Another example is with the 2021 passage of HB 1262, which was virtually identical to this year’s HB 1292 in language except that it was specific to the kratom plant rather than the cannabinoids at issue this session. Last year, HB 1262 passed in essentially the same manner as HB 1292 did this year, giving further credence to expectations of South Dakota expanding similar legislation in the future.

Perry said: “We have made Kratom, Vaping, and Tobacco all require the age of twenty-one, and this fits our line of reasoning. These legislative actions are new to South Dakota. We are working to create adequate policy to protect and provide service to constituents.”

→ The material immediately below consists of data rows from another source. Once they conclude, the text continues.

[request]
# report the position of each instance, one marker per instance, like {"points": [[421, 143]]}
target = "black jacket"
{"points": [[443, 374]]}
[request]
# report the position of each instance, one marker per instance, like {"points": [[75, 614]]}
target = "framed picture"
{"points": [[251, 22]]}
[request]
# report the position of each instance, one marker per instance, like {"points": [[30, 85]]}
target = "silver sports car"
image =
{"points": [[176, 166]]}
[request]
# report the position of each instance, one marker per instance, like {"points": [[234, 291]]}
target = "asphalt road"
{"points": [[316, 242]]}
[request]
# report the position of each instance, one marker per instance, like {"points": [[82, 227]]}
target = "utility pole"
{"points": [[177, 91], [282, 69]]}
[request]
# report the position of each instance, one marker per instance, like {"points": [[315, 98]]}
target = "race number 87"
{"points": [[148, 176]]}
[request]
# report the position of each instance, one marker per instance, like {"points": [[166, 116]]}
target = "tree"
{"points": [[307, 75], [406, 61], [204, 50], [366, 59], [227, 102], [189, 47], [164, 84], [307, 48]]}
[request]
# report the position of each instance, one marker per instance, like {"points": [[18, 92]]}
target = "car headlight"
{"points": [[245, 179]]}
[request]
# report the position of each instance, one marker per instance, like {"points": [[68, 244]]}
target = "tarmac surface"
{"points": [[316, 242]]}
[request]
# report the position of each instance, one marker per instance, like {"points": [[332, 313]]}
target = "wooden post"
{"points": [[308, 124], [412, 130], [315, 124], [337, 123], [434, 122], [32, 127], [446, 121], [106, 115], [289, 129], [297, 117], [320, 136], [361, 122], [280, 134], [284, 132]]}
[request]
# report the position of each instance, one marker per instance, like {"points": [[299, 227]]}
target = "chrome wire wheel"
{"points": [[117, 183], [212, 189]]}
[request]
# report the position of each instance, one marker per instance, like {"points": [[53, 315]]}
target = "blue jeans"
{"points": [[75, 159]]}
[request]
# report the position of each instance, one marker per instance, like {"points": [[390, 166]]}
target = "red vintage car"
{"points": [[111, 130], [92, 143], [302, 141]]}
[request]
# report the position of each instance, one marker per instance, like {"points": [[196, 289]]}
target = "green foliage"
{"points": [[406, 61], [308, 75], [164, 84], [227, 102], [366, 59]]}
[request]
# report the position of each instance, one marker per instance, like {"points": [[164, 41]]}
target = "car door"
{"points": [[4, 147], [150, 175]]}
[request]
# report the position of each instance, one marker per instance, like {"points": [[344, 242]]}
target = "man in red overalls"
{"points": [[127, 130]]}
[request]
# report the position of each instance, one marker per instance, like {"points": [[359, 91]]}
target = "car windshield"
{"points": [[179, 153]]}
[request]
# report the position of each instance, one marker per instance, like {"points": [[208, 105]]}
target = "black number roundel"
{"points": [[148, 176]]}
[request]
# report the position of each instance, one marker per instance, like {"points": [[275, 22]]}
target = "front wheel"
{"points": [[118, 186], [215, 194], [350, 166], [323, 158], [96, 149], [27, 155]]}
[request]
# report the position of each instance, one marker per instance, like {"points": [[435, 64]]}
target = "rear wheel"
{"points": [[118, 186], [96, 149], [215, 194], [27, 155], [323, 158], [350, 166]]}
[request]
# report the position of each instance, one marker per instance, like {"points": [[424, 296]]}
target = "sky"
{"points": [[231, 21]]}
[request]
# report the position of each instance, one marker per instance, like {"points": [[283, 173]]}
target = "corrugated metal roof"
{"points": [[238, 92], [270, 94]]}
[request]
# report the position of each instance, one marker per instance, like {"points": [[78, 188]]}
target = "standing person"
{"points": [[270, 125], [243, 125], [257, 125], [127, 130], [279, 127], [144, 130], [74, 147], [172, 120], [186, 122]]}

However, over the same period, under the direction of Noem, a lawsuit challenged the 2020 ballot initiative on recreational cannabis under the premise that it violated South Dakota’s single-subject ballot initiative law. The circuit court struck down the initiative, and South Dakota’s Supreme Court upheld that ruling.

The state implemented a separate medical cannabis programme over the objection of Noem, though the governor now touts the programme as a success for South Dakota.


Could recreational cannabis be legalised in the state?


Meanwhile, Senate Bill 3, an act that would provide for the use and regulated sale of recreational cannabis, has been knocking around the legislative chamber without a full vote.

The bill initially passed the Senate before being voted down in a House committee. Using a joint rule to undertake the legislative process and smoke out the bill from the committee saw some initial success, but the bill ultimately failed to garner the majority it needed to be added back to the legislative calendar, effectively stubbing it out it for this session. The law’s proponents in the state legislature continue to push for its passage.

Advocates hold out hope for movement on the overall legalisation of recreational-use cannabis. If South Dakota legislators cannot come to terms with it, a more carefully worded appearance in the form of another ballot initiative primed to survive any challenge under the state’s single-issue requirements is expected.

Though this recreational-use legislation has yet to make its way to the governor’s desk, Noem is on record opposing the move. She has, however, indicated she would support decriminalisation.

Governor Noem’s communications director told CBD-Intel that the governor “carefully reviews any bill that reaches her desk”, but declined to comment further.